Bennelong Papers

Cut, Paste and Presto! That’s an ‘interview’

Rick Feneley claims: “Three of the 25 men – Uncle Cecil, Uncle Manuel and Uncle Richard, as they like to be known – have told their stories to Fairfax Media.” This is misleading, to say the least. A good deal of the Fairfax text about Cecil Bowden has simply been cut and pasted from the website of the Kinchela Boys Home, without acknowledging it as the source.

Here is a sample of Feneley’s text about Cecil Bowden. He is talking about an incident where one of the boys made a footprint in the wet concrete of a new floor:

“When the manager saw it, he went crazy … Well, he made all of us go and put our foot over the imprint and see which one it fitted. It fitted mine, and it probably fitted about five or six other blokes too. … He just didn’t like me and I got the blame … Then he made me strip and started flogging me with the cane … All I could do was put one hand over my groin and one over my face to protect myself and just let him flog me. And the thing is, I refused to cry because I didn’t want to give that man the satisfaction. After he got tired of flogging me with the cane …”

And here is the text of the website:

“When the manager saw it he went crazy. So he lined all the boys up and wanted to know who put their footprint in the concrete. It would’ve fitted half a dozen blokes. It fitted mine. Because he didn’t like me I got the blame and I was stripped and flogged with a cane … And all I could do was put one hand on my groin, the other hand on my face, to protect myself. And I refused to cry, you know, because I didn’t want to let that man know he was getting over us, getting the better of me. And, you know, I don’t know how long the — the flogging lasted, but I was black and blue all over. He got sick of hitting me.”
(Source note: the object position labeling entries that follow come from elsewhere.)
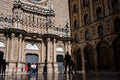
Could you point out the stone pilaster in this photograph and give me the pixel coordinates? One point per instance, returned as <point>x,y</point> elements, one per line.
<point>69,47</point>
<point>12,43</point>
<point>95,60</point>
<point>20,53</point>
<point>7,51</point>
<point>83,60</point>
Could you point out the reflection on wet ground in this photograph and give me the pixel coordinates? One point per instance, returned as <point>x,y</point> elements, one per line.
<point>76,76</point>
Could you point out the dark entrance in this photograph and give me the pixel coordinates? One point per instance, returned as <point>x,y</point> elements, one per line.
<point>104,56</point>
<point>60,60</point>
<point>116,46</point>
<point>32,59</point>
<point>77,58</point>
<point>89,57</point>
<point>1,59</point>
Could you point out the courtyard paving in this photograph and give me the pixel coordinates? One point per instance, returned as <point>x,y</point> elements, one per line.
<point>75,76</point>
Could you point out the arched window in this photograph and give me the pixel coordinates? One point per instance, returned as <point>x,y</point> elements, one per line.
<point>99,12</point>
<point>59,49</point>
<point>76,38</point>
<point>74,8</point>
<point>75,24</point>
<point>115,5</point>
<point>117,24</point>
<point>87,35</point>
<point>100,30</point>
<point>85,3</point>
<point>32,46</point>
<point>2,44</point>
<point>86,19</point>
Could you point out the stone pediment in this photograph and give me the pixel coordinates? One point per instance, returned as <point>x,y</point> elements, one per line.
<point>34,9</point>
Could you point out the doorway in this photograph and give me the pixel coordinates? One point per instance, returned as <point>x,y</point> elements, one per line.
<point>60,63</point>
<point>30,59</point>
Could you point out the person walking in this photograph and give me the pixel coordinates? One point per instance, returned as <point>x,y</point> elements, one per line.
<point>67,62</point>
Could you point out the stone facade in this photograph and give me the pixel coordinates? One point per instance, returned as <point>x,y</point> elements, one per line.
<point>95,30</point>
<point>34,28</point>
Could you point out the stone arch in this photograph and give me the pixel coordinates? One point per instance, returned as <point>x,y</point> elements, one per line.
<point>77,59</point>
<point>104,56</point>
<point>116,49</point>
<point>89,57</point>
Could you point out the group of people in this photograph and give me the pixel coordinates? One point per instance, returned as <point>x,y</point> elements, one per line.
<point>30,68</point>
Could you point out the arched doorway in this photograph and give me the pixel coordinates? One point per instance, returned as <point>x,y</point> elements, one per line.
<point>30,59</point>
<point>116,47</point>
<point>104,56</point>
<point>89,57</point>
<point>78,61</point>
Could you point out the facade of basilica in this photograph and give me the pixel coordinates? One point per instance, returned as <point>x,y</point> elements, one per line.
<point>95,28</point>
<point>34,31</point>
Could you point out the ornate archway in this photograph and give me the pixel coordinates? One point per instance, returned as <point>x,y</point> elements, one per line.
<point>116,47</point>
<point>104,56</point>
<point>89,57</point>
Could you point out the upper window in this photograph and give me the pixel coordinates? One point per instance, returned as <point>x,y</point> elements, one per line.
<point>74,8</point>
<point>85,3</point>
<point>76,38</point>
<point>115,5</point>
<point>87,35</point>
<point>100,30</point>
<point>99,12</point>
<point>117,24</point>
<point>2,44</point>
<point>75,24</point>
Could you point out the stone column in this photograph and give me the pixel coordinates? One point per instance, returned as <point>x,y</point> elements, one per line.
<point>20,53</point>
<point>65,47</point>
<point>95,60</point>
<point>83,60</point>
<point>69,47</point>
<point>42,57</point>
<point>11,65</point>
<point>42,52</point>
<point>54,50</point>
<point>48,50</point>
<point>7,51</point>
<point>48,56</point>
<point>12,43</point>
<point>23,56</point>
<point>54,65</point>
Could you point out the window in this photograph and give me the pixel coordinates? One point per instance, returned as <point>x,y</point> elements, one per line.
<point>99,12</point>
<point>117,24</point>
<point>76,38</point>
<point>74,8</point>
<point>86,19</point>
<point>85,3</point>
<point>60,58</point>
<point>100,30</point>
<point>87,35</point>
<point>115,5</point>
<point>76,24</point>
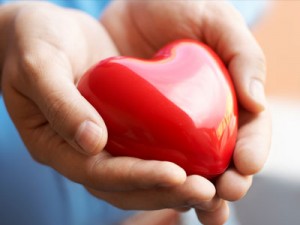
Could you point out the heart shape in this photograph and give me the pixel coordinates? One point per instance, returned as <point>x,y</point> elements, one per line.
<point>179,106</point>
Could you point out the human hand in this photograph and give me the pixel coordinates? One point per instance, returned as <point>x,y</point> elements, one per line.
<point>45,50</point>
<point>140,28</point>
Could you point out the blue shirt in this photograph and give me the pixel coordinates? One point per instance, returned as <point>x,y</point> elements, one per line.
<point>34,194</point>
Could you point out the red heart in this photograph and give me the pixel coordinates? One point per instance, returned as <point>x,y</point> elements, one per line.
<point>179,106</point>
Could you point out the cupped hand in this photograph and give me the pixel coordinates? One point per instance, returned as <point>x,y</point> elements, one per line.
<point>140,28</point>
<point>44,52</point>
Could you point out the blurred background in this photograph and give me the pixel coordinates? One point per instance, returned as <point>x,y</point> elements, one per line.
<point>274,198</point>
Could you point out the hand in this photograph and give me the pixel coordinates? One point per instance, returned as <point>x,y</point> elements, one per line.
<point>140,28</point>
<point>45,51</point>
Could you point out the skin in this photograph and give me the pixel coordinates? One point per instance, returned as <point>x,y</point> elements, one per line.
<point>42,62</point>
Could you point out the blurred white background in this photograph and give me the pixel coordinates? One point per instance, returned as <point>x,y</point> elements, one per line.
<point>274,198</point>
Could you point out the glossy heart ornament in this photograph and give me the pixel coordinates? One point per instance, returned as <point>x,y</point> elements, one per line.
<point>179,106</point>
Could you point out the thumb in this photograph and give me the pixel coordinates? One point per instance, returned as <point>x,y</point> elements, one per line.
<point>67,112</point>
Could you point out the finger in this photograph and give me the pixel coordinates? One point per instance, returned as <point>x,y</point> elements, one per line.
<point>101,171</point>
<point>48,68</point>
<point>195,190</point>
<point>165,216</point>
<point>233,186</point>
<point>217,217</point>
<point>253,142</point>
<point>232,40</point>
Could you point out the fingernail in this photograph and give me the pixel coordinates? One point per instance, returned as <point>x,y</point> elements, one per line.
<point>257,92</point>
<point>89,136</point>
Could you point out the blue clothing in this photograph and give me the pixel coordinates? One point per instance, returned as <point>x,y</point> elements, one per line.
<point>34,194</point>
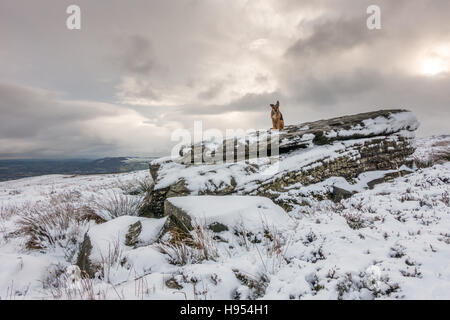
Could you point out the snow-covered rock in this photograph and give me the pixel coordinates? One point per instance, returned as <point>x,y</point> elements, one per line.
<point>309,153</point>
<point>221,213</point>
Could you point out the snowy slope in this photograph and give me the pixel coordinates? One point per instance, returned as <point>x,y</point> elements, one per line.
<point>391,242</point>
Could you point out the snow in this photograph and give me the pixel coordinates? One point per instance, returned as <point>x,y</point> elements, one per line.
<point>250,211</point>
<point>391,242</point>
<point>112,233</point>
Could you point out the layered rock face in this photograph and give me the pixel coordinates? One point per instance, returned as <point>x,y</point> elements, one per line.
<point>285,165</point>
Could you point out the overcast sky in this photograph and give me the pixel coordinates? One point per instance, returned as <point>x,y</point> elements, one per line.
<point>137,70</point>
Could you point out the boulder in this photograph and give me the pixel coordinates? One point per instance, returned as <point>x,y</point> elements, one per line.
<point>309,153</point>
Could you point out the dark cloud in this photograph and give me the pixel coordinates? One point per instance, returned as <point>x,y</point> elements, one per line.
<point>333,35</point>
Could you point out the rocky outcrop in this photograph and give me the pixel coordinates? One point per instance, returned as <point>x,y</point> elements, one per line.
<point>308,154</point>
<point>221,214</point>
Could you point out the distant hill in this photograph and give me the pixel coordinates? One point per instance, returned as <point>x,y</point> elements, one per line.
<point>22,168</point>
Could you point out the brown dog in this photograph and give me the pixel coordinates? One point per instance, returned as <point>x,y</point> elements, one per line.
<point>277,117</point>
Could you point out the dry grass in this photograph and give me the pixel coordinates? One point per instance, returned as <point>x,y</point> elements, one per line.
<point>194,247</point>
<point>58,223</point>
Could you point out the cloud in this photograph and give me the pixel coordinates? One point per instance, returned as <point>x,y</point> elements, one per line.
<point>36,122</point>
<point>140,69</point>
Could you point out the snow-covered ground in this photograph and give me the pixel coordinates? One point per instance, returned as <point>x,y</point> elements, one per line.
<point>391,242</point>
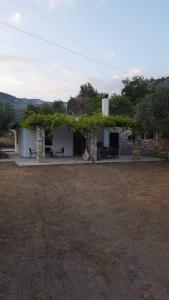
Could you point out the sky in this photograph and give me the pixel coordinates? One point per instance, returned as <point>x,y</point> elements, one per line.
<point>131,35</point>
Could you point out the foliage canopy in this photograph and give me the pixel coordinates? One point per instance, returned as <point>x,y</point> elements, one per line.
<point>82,124</point>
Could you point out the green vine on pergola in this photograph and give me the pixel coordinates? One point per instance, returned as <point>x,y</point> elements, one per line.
<point>83,124</point>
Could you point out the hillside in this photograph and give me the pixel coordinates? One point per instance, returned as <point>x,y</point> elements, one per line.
<point>19,103</point>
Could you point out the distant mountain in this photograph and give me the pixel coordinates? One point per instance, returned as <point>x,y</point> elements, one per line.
<point>19,103</point>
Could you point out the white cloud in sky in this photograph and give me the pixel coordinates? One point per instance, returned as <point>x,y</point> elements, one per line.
<point>53,4</point>
<point>135,72</point>
<point>66,72</point>
<point>16,18</point>
<point>111,55</point>
<point>103,1</point>
<point>14,58</point>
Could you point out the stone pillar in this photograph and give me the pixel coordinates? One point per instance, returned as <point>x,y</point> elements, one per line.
<point>106,137</point>
<point>40,139</point>
<point>93,145</point>
<point>16,140</point>
<point>136,150</point>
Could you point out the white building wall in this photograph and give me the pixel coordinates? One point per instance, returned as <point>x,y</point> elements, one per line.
<point>26,140</point>
<point>63,137</point>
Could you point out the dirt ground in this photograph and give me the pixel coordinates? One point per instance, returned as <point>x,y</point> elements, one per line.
<point>84,232</point>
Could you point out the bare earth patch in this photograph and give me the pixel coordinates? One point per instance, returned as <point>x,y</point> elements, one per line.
<point>84,232</point>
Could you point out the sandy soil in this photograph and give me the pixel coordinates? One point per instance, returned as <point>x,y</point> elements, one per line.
<point>84,232</point>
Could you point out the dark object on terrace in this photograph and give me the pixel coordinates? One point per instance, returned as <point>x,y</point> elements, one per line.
<point>107,152</point>
<point>32,153</point>
<point>60,151</point>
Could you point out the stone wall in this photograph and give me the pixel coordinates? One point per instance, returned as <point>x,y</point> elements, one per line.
<point>155,147</point>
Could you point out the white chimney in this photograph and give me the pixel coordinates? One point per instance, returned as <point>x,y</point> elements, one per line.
<point>105,106</point>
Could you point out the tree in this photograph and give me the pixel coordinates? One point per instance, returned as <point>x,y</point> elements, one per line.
<point>153,112</point>
<point>135,89</point>
<point>121,105</point>
<point>87,90</point>
<point>45,108</point>
<point>7,116</point>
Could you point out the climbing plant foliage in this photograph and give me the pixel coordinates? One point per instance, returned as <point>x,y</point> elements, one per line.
<point>82,124</point>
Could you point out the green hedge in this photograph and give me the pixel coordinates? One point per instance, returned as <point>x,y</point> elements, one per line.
<point>83,124</point>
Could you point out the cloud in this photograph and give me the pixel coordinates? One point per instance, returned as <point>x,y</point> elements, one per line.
<point>110,55</point>
<point>53,4</point>
<point>9,79</point>
<point>66,72</point>
<point>16,18</point>
<point>135,72</point>
<point>103,1</point>
<point>13,58</point>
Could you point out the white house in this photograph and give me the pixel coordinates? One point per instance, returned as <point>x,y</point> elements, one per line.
<point>74,143</point>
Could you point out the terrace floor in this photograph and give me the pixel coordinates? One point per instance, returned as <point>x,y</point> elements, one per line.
<point>84,232</point>
<point>72,160</point>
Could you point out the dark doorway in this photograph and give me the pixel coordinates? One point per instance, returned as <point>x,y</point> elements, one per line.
<point>78,143</point>
<point>114,142</point>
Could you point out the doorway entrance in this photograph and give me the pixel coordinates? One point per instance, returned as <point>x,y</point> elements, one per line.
<point>78,143</point>
<point>114,142</point>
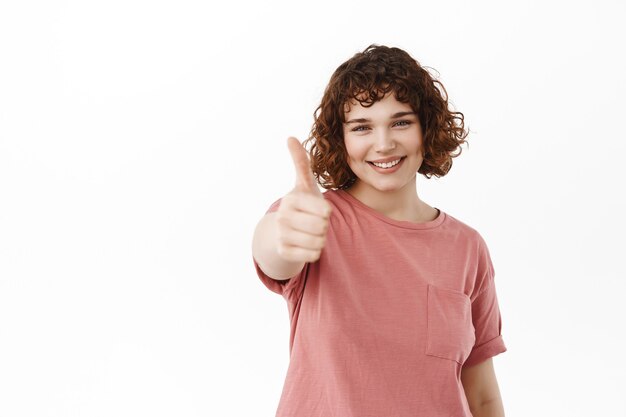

Here is another quote from what Feneley claims to have come from his interview about how Bowden was reconciled with his father:

“A bloke said to me, ‘You ought to get back to Cowra and see your old man.’ I said, ‘What are you talking about, you bastard?’ – because they constantly told us in the home that the reason we were in those homes was that we had no parents.”

And here is the text of the website:

“I ran into a bloke here, here in Redfern, he said ‘Hey, you want to get to Cowra and see your old man?’ I said ‘What are you talking about?’ He said ‘Your old man’s in Cowra.’ You see they constantly told us the reason we were in those homes is we had no parents.”

There was a time when journalists would regard cutting and pasting a text from another source without identifying that source as unprofessional. A former night editor of the Sydney Morning Herald, Feneley should have known this.

Sadly, standards at Fairfax are not what they were.